Threads in mathematical operations
Suppose that we have a graphics program that performs ray tracing. Each raster line on the screen is dependent on the main database (which describes the actual picture being generated). The key here is this: each raster line is independent of the others. This immediately causes the problem to stand out as a threadable program.
int main (int argc, char **argv)
{
int x1;
... // perform initializations
for (x1 = 0; x1 < num_x_lines; x1++) {
do_one_line (x1);
}
... // display results
}
Here we see that the program will iterate x1 over all the raster lines that are to be calculated.

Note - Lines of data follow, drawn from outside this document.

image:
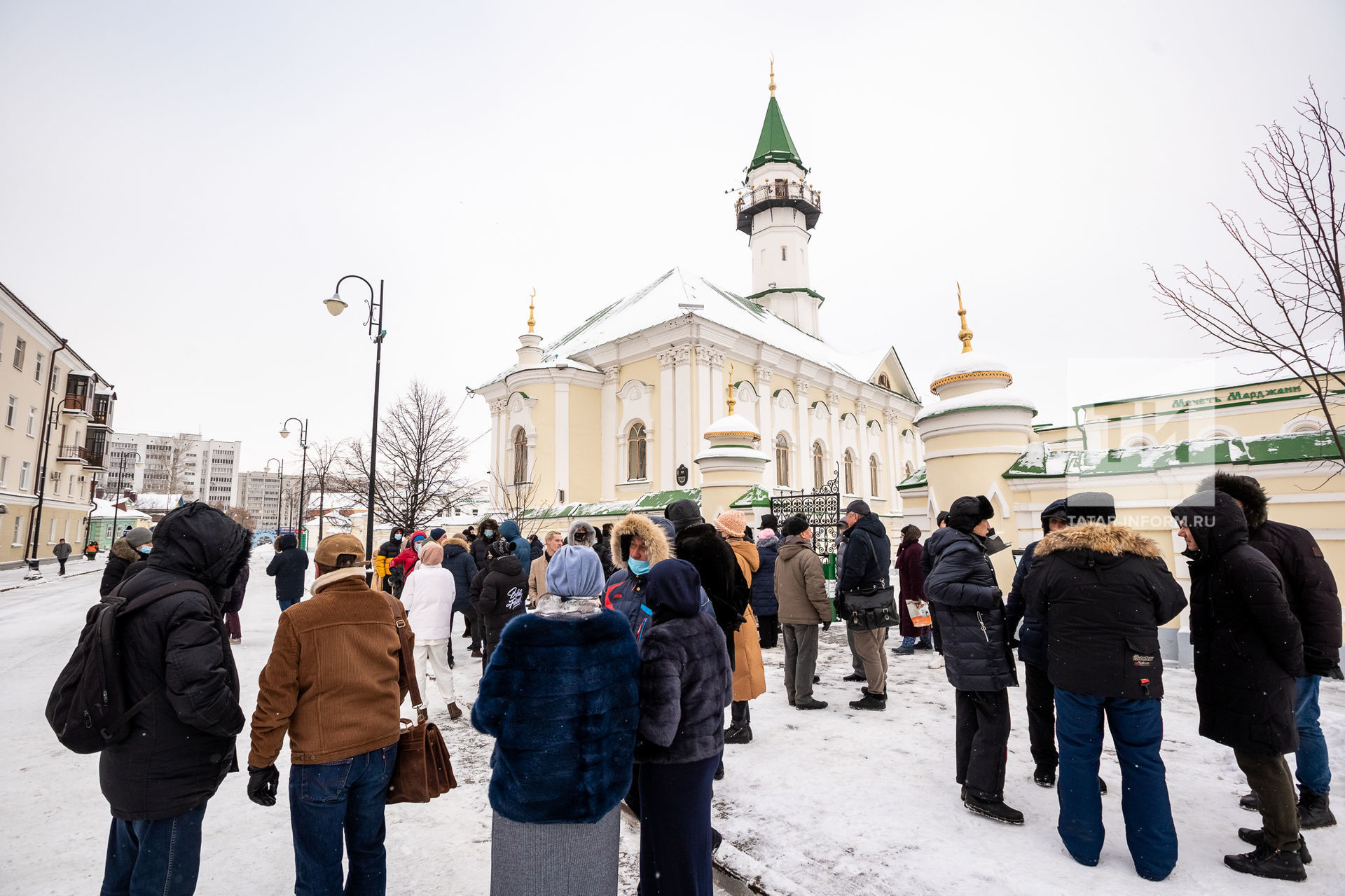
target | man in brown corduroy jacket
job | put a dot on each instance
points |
(336, 682)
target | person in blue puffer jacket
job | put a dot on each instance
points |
(1032, 650)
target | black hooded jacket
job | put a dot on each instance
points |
(182, 744)
(288, 567)
(1247, 642)
(1102, 591)
(1309, 583)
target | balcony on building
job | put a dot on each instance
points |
(78, 400)
(102, 406)
(780, 194)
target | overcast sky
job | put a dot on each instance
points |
(181, 185)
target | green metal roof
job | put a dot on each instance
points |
(775, 144)
(1040, 462)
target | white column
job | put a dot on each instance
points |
(563, 440)
(682, 404)
(764, 422)
(607, 431)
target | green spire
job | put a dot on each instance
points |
(775, 144)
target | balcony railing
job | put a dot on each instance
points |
(779, 194)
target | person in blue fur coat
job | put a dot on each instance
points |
(561, 698)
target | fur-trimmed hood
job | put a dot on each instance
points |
(1246, 490)
(650, 533)
(1102, 539)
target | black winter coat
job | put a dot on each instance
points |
(182, 744)
(1102, 592)
(1311, 590)
(868, 556)
(967, 612)
(288, 567)
(120, 558)
(703, 546)
(457, 560)
(1247, 642)
(504, 593)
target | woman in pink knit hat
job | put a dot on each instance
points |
(750, 672)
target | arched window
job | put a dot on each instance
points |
(520, 456)
(637, 453)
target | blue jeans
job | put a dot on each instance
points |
(1137, 731)
(1313, 770)
(331, 799)
(153, 859)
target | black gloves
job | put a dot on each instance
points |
(263, 785)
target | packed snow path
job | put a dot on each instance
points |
(832, 802)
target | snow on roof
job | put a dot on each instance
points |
(988, 399)
(659, 302)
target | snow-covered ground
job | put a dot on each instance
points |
(832, 802)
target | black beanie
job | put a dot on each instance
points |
(967, 513)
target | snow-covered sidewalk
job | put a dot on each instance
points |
(832, 802)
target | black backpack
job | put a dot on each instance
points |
(88, 705)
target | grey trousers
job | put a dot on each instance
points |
(801, 659)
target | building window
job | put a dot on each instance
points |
(520, 456)
(637, 453)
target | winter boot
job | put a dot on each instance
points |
(1314, 811)
(871, 701)
(1267, 862)
(997, 811)
(739, 733)
(1257, 836)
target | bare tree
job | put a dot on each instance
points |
(1290, 310)
(420, 459)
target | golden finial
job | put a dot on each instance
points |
(965, 336)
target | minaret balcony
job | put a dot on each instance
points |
(782, 194)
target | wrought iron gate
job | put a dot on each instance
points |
(822, 507)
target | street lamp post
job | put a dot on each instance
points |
(303, 470)
(280, 491)
(121, 475)
(375, 331)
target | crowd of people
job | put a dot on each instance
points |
(609, 657)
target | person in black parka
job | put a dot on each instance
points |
(179, 748)
(1248, 649)
(288, 568)
(970, 616)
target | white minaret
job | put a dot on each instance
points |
(776, 209)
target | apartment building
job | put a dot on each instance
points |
(185, 464)
(57, 419)
(260, 495)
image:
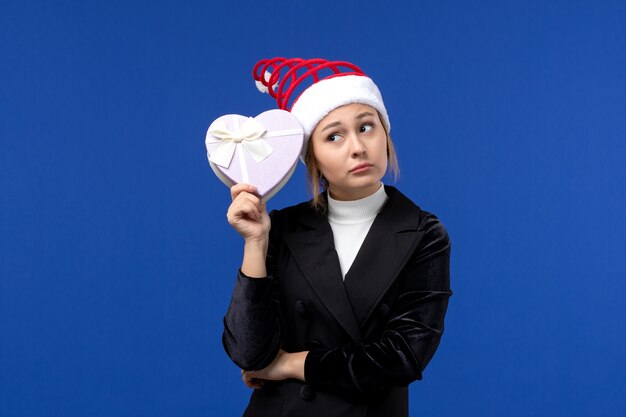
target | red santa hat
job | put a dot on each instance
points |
(322, 86)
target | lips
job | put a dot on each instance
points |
(361, 167)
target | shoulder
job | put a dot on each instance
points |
(294, 218)
(404, 213)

On an SMP system, this program will use only one CPU.
Why?
Because we haven't told the operating system to do anything in parallel.
The operating system isn't smart enough to look at the program and say,
Hey, hold on a second! We have 4 CPUs, and it looks like there
are independent execution flows here. I'll run it on all 4 CPUs!
int main (int argc, char **argv)
{
int x1;
... // perform initializations
for (x1 = 0; x1 < num_x_lines; x1++) {
pthread_create (NULL, NULL, do_one_line, (void *) x1);
}
... // display results
}
There are a number of problems with this simplistic approach. First of all (and this is most minor), the do_one_line() function would have to be modified to take a void * instead of an int as its argument. This is easily remedied with a typecast.
The second problem is a little bit trickier.
Let's say that the screen resolution that you were computing the picture
for was 1280 by 1024.
We'd be creating 1280 threads!
This is not a problem for QNX OS—the OS limits
you to 32767 threads per process!
However, each thread must have a unique stack.
If your stack is a reasonable size (say 8 KB), you'll have used
1280 × 8 KB (10 megabytes!) of stack.
And for what?
There are only 4 processors in your SMP system.
This means that only 4 of the 1280 threads will run at a time—the other
1276 threads are waiting for a CPU.
(In reality, the stack will fault in,
meaning that the space for
it will be allocated only as required. Nonetheless, it's a waste—there are still other overheads.)
int num_lines_per_cpu;
int num_cpus;
int main (int argc, char **argv)
{
int cpu;
... // perform initializations
// get the number of CPUs
num_cpus = _syspage_ptr -> num_cpu;
num_lines_per_cpu = num_x_lines / num_cpus;
for (cpu = 0; cpu < num_cpus; cpu++) {
pthread_create (NULL, NULL, do_one_batch, (void *) cpu);
}
... // display results
}
void * do_one_batch (void *c)
{
int cpu = (int) c;
int x1;
for (x1 = 0; x1 < num_lines_per_cpu; x1++) {
do_line_line (x1 + cpu * num_lines_per_cpu);
}
}
Here we're starting only num_cpus threads.
Each thread will run on one CPU.
And since we have only a small number
of threads, we're not wasting memory with unnecessary stacks.
Notice how we got the number of CPUs by dereferencing the System Page
global variable _syspage_ptr.
(For more information about what's in the system page, see the
System Page chapter of Building Embedded Systems, or the
<sys/syspage.h> include file).